To Fund WordPress Plugin Development Through Sponsorship, or More Traditional Models?

8 thoughts on “To Fund WordPress Plugin Development Through Sponsorship, or More Traditional Models?

  1. Hey Michael,
    nice read on the business models for plugins!

    In regards to the sponsorship model, you say:

    “However, it requires getting a lot more users, because it’s guaranteed a very small percent will decide to pay, when given the option.”

    I’d add it’s not just a lot more users what you’re aiming at. It’d be more users *interested in your plugin*, which comes down to more users experiencing that expensive pain point and looking for solutions. So, it might be even tougher than just bringing in new traffic.

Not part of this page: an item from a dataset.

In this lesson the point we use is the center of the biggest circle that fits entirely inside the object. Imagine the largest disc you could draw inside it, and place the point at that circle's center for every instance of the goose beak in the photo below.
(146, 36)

    Still, sponsorship/donation models could be a neat way not only to generating some steady revenue, but also a solid way to build relationships with other companies and brands. That’s where sponsorships get more interesting in my mind.

    Looking forward to your updates!


    1. Thanks for the feedback Matteoduo. Ya I’m working on a follow-up post where I’m realizing I’m still “selling something”: the idea that my plugin is sufficiently useful to merit sponsoring. Which so far is still a tough sell. (No new donations in the last month, despite going from 100+ active installs to 200+ active installs.)
      And ya, I think establishing actual relations with potential sponsors, helping them see why this project’s health will benefit them directly, rather than broadcasting messages into the ether, will probably be a more fruitful endeavor.


  2. An update: no new donations on the plugin so far. So right now, that means about 0.5% of users donate (because there are more users since I wrote this blog post; but not more donors).
    Also, Mateo Duo’s studies on plugin reviews, where he found at most 3% of plugin users leave a review, suggests I’m unlikely to ever get more than 3% of users donating.
    I mused a bit more on this in my latest plugin transparency report. I’m not done the experiment yet, but so far it’s not looking too good, at least in the short term.